Job Scheduling With Grid Engine
By templedf on Nov 30, 2007
Grid Engine is a Distributed Resource Manager (DRM). It's job is to match workload to resources in the most optimal fashion possible, otherwise known as scheduling jobs. What Grid Engine doesn't do is provide an automated means to run certain jobs at certain times of the day. For example, I have an application that I want started at 8:00 and stopped at 17:00, and I want that to happen every weekday of the year. You could certainly use Grid Engine to find a home for the application instance when you start it and to stop the job without needing to know where it ended up, but you can't give Grid Engine an application path and a schedule and have it do the starting and stopping for you automatically. At least not out of the box.
For that kind of automated job management, one would normally use some kind of job management tool, like cron or Autosys. In some cases, however, you can use Grid Engine to solve the problem. In this post, I'll talk about how you'd configure Grid Engine to do automated job management, and the administrative implications of doing so.
Grid Engine does have a feature that can be controlled by a schedule, and that's the enabling/disabling/suspending/resuming of queues. By configuring a calendar, you can tell Grid Engine to enable, disable, suspend or resume a queue according to a specified periodic schedule. (The difference between disabling and suspending is that a disabled queue stops accepting jobs, whereas a suspended queue stops accepting jobs and suspends all currently executing jobs.)
Grid Engine also has support for checkpointing environments. While we do not provide any native checkpointing facilities, we allow you to configure the system to recognize and use whatever checkpointing environments your jobs may be using. One of the advantages given to a job by using a checkpointing environment is that Grid Engine is able to migrate the job under certain conditions. For example, when a job is suspended, if that job is using a checkpointing environment, the job can instead be migrated to another machine. A migration essentially consists of executing a checkpoint, stopping the executing job and resubmitting it. When the job is scheduled to a new machine, it can read its previous state from the last checkpoint and continue where it left off. In order for Grid Engine to know how to initiate a checkpoint, you tell it in the checkpointing environment configuration what commands to execute for what actions.

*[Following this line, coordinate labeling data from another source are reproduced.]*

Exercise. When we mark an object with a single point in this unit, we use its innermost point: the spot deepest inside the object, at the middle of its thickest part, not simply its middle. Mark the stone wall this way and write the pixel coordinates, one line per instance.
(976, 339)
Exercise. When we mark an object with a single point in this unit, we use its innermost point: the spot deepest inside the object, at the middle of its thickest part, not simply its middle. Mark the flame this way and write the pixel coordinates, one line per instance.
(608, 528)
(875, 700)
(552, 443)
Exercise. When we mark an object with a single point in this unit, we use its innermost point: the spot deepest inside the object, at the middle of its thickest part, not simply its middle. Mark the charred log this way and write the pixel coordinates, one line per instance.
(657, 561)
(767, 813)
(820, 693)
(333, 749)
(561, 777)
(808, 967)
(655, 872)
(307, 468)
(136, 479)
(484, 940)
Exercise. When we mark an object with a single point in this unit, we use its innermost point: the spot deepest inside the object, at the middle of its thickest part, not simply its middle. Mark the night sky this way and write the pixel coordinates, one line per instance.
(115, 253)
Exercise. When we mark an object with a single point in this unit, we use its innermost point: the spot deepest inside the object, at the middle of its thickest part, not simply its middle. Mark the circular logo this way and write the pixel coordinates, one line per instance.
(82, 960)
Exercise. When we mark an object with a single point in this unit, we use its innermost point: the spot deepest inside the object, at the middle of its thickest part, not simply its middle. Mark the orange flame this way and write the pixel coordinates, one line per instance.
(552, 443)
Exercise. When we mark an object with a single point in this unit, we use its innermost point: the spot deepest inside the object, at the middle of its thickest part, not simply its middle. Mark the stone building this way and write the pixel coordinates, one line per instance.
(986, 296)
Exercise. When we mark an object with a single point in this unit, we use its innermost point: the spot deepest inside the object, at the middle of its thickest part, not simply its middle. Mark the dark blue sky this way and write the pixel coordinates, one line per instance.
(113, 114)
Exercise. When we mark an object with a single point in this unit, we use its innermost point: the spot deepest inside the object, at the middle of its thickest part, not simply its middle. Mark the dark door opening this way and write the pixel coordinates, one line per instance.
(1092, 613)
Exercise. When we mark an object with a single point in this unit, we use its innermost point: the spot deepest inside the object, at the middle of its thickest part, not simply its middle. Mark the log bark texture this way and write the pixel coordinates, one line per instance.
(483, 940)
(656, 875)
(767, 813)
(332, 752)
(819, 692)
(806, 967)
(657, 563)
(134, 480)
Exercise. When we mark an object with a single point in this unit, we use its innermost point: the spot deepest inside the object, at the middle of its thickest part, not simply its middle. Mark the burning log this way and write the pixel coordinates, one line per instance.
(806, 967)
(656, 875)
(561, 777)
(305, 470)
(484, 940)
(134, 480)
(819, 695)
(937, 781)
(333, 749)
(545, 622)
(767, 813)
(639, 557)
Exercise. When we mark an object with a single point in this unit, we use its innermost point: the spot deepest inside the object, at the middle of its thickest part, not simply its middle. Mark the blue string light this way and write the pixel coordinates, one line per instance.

Why the tangent on checkpointing? Remember that what we want to do is have a job started and stopped at scheduled times. Using calendars, we could configure a queue that is suspended during the times when our jobs aren't supposed to be running. If we submit our jobs to that queue, when the queue is suspended, the jobs will also be suspended, but that's not quite what we're looking for. That scenario doesn't provide any way for the job to do cleanup after the day's operations, and if it's caught in mid operation, that operation gets suspended until the queue is resumed, possibly leaving the data in an inconsitent state. We can, however, configure a checkpointing environment that does nothing. If when we submit our jobs to our queue, we say that they use this "null" checkpointing environment, Grid Engine will know that instead of suspending them, it can migrate them. Because the checkpointing environment has no action commands configured, the migration becomes just terminating the job and resubmitting it. Because our jobs request to be run in our special queue, and because they queue is at that point disabled, our jobs will remain pending until the next time the queue is resumed. Nifty, huh? You could also get the same effect from setting the suspend method for the queue to use
qmod -rj to reschedule the job instead of sending it the usual SIGSUSP.

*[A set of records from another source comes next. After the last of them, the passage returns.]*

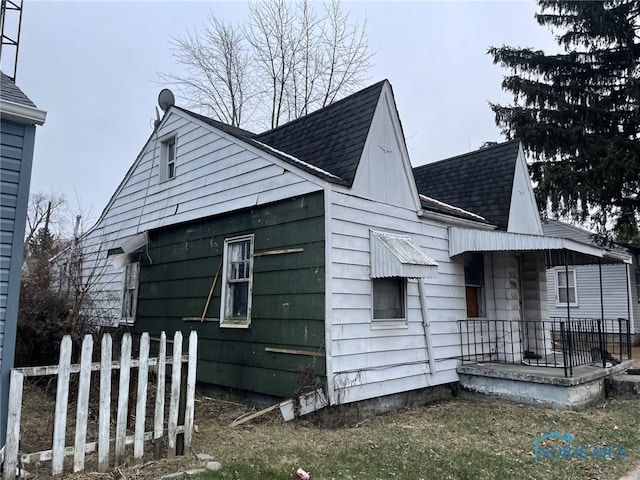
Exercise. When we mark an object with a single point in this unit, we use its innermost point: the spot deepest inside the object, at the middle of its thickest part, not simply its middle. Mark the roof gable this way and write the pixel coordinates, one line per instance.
(480, 182)
(332, 138)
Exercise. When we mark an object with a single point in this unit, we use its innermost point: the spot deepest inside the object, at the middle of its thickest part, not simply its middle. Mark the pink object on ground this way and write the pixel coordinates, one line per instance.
(302, 474)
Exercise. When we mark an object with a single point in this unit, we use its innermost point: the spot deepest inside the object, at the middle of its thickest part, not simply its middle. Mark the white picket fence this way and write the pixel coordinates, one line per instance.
(104, 441)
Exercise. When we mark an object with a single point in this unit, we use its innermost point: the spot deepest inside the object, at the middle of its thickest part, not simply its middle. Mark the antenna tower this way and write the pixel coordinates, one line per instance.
(10, 25)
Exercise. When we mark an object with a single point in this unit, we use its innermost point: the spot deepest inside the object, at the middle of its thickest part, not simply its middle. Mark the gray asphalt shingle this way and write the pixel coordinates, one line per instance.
(479, 182)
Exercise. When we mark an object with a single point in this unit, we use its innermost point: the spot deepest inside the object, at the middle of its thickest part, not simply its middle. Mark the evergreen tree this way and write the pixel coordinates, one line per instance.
(577, 112)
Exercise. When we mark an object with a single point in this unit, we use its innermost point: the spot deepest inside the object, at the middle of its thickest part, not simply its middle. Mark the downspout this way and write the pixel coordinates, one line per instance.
(566, 274)
(601, 294)
(629, 311)
(427, 326)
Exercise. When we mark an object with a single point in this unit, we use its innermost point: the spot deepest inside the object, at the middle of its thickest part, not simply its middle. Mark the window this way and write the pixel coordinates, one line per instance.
(389, 298)
(130, 292)
(235, 308)
(566, 287)
(168, 158)
(474, 285)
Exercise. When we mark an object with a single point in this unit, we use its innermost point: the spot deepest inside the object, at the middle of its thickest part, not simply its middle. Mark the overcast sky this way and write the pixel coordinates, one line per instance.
(93, 67)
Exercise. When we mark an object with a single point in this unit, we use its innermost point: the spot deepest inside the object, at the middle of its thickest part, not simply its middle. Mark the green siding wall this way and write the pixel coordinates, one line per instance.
(288, 293)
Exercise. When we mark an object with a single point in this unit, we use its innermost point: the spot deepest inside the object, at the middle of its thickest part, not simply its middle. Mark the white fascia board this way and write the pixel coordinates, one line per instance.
(451, 220)
(20, 113)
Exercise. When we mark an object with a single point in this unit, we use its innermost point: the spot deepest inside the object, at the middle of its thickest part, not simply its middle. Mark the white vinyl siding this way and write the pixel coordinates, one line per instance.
(369, 361)
(217, 174)
(614, 292)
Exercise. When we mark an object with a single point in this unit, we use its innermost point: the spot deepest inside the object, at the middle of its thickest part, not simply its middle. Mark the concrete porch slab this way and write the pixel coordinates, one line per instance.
(544, 386)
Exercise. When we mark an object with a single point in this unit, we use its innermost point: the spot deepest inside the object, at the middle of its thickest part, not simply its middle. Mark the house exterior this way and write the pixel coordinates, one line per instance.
(314, 255)
(19, 117)
(620, 283)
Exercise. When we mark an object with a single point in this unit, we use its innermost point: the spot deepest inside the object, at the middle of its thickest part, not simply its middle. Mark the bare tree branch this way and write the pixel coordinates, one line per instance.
(286, 62)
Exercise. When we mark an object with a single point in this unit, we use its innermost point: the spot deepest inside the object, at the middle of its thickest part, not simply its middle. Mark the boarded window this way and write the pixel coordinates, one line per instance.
(130, 292)
(389, 298)
(168, 158)
(238, 275)
(566, 287)
(474, 285)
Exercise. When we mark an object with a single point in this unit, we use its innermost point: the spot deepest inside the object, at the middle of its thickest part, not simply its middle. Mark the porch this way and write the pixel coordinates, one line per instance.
(558, 362)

Let's look at what that means administratively. First, it means that the administrator is managing the schedule of the queues instead of the schedule of the jobs. The jobs will run on indefinitely, being started, stopped, and restarted based on the suspension and resumption of the queues. This scheme has three implications. First it means that jobs must not be allowed to end, either through failure or termination or "natural causes." To that end, it may be useful to configure the epilog script for all of the queues to exit with exit code 99. Exit code 99 tells Grid Engine that the job should be rescheduled. By having the epilog scripts always return 99, it guarantees that if a job ever ends for any reason, it will automatically be restarted. Second, it means that the administrator has to think in terms of indirect effects instead of direct actions. For example, to change the schedule for a job, instead of changing anything about the job, the administrator has to change the schedule for the queue in which the job will run. Third, every job schedule requires a separate queue, as each queue is only able to adhere to a single schedule. If you have an environment where there are a large number of jobs with differing schedules, you can end up with a large number of queues, which can make maintenance a little complicated.

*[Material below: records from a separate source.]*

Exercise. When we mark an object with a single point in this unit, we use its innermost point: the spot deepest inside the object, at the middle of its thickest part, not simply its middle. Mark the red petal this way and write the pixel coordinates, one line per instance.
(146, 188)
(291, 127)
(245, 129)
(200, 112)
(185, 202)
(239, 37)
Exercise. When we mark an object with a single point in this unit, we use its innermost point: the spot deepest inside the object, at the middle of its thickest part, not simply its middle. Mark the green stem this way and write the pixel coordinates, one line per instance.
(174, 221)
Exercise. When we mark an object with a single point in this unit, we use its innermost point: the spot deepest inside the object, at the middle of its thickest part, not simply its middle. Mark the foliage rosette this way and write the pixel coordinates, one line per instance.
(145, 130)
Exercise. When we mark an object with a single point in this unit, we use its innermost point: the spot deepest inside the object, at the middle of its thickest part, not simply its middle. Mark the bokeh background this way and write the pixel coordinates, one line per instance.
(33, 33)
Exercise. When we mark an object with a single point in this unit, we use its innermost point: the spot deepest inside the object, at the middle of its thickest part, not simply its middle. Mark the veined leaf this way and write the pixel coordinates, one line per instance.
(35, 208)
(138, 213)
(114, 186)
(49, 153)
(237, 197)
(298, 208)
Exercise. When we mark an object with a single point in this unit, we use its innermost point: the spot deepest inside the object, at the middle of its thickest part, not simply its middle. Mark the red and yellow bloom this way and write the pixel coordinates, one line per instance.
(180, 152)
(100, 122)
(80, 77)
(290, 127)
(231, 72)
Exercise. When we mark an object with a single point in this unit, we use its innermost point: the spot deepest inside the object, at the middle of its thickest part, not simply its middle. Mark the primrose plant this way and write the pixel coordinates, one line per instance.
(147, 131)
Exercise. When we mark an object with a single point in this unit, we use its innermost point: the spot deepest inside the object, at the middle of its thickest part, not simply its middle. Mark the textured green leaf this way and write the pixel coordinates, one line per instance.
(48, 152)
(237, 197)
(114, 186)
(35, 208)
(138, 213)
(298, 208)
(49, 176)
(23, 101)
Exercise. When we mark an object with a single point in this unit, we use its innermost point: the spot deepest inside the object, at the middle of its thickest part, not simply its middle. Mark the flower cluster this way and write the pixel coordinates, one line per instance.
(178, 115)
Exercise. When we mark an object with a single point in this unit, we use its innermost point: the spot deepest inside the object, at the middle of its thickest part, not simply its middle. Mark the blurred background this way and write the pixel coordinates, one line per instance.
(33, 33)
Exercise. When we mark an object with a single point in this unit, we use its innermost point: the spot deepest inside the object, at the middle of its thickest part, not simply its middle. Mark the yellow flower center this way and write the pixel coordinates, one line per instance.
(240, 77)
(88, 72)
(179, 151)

Another administrative consideration for this solution is the lack of a means to see a single-source, comprehensive schedule of what jobs will run when. To build such a schedule, you'd first have to look at all the configured calendars and their associated queues and place them on a time line. Then you'd have to go through the list of all running and pending jobs and find the jobs that are bound to those queues, placing them in the appropriate slots on the time line. Grid Engine provides no such tool. Given, however, that all of the Grid Engine command-line tools are 100% scriptable, it would certainly be possible to write such a tool, and it probably wouldn't be that difficult. (And it would probably be written in Perl.)
qconf -scall to see the list of calendars;
qconf -scal name to see a calendar's configuration; parse the year and week fields to find out when it's active;
qconf -sql to see the list of queues;
qconf -sq name to see a queue's configuration; parse the calendar field to find out what calendar is controling it;
qstat -xml to see all job data in XML format;
qstat -j jobid -xml to see XML data about a job; parse the hard_queue_list field to see what queue it requested; and finally put all the data together into a single chart.
Given that it's not a straight-forward may to do job management, why would you want to use Grid Engine for that purpose? You'd do it so that your managed applications can share the same resources as the rest of the work that being done on the grid, increasing efficiency, and because if Grid Engine is handling the job management instead of bringing in an additional tool, then there's one less thing to manage, fail over, back up, etc. Is it a perfect solution? No. But if it bothers you, I invite you to make it better. That's the glory of Grid Engine being an open source project! You, the user, have the opportunity to make changes and contribute them back, so that we can include them in the next rev of the product.